One of the things that came up in conversation last night was how to say ‘to save’ in French. As is often the case, there are a number of different translations of this word, depending on the context:
sauver = to save (person, animal, jewels, building etc), rescue, salvage
– sauver la vie â/de qcn = to save sb’s life
– sauver sa peau = to save one’s skin, neck, hide
– sauver son âme = to save one’s soul
– sauver les apparences = to keep up appearances
– sauver la face = to save face
– sauve-qui-peut = stampede / every man for himself / run for your life
There is also a reflexive version of this verb, se sauver, which means to run away, to be off. For example, Il s’est sauvé à toutes jambes (He ran away as fast as he could); Allez, je me sauve! (Right, I’m off! / I’m out of here!).

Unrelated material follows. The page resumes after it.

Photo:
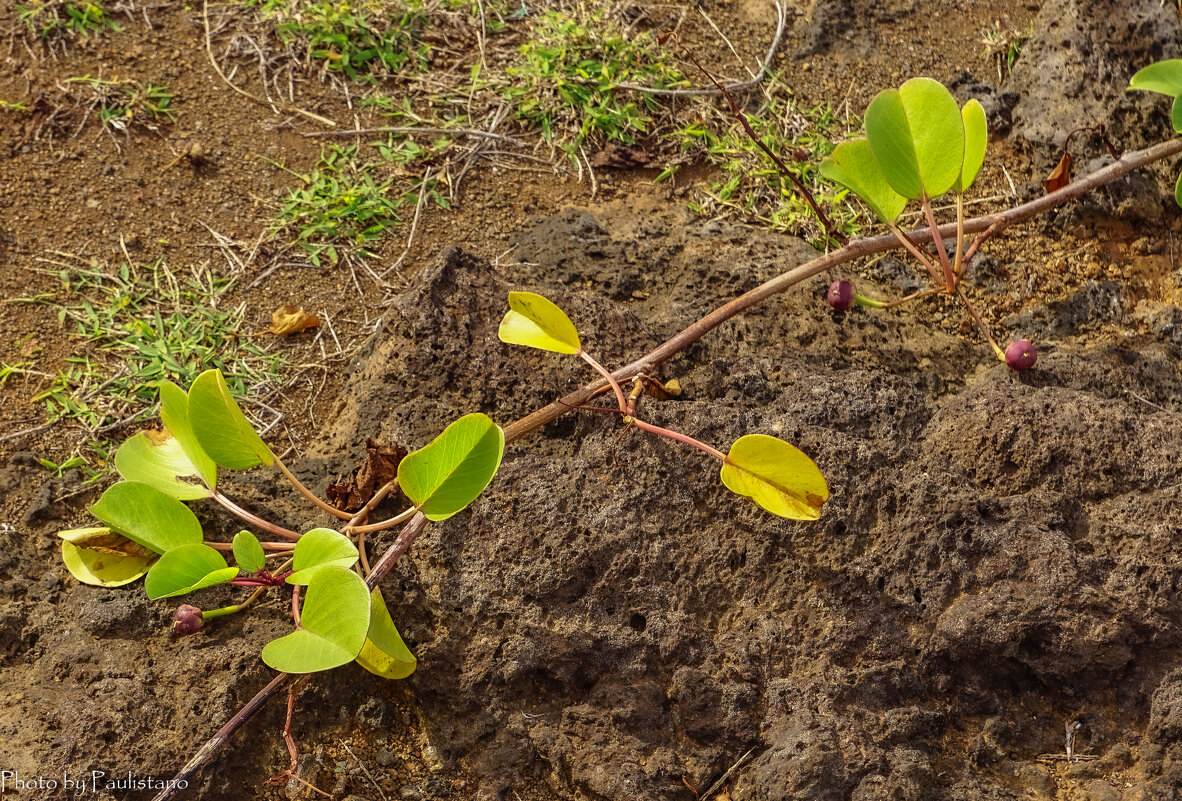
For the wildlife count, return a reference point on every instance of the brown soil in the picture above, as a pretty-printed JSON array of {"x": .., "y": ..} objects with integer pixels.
[{"x": 998, "y": 557}]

When you want to talk about saving money, time or energy the word to use économiser. For example, vous économisez un euro si vous achetez 3 pacquets (You save a euro if you buy 3 packets). If you’re talking about putting money, food or other things aside for a rainy day though, the expression to use is mettre de côté or garder. For example, il garde les vieux journaux pour les bonnes œuvres (he’s saving (up) old newspapers for charity).
The French equivalents for ‘to save a goal’ are empêcher de marquer, faire un blocage or sauver un but.
The word sauver comes from the Old French salver/sauver, from the late Latin salvāre (to save), from the Latin salvus (safe, secure, immune from punishment, intact, undamaged), from the Proto-Indo-European base *sol- (whole). The English words save, safe, salvage, salver, saviour and salvation come from the same roots.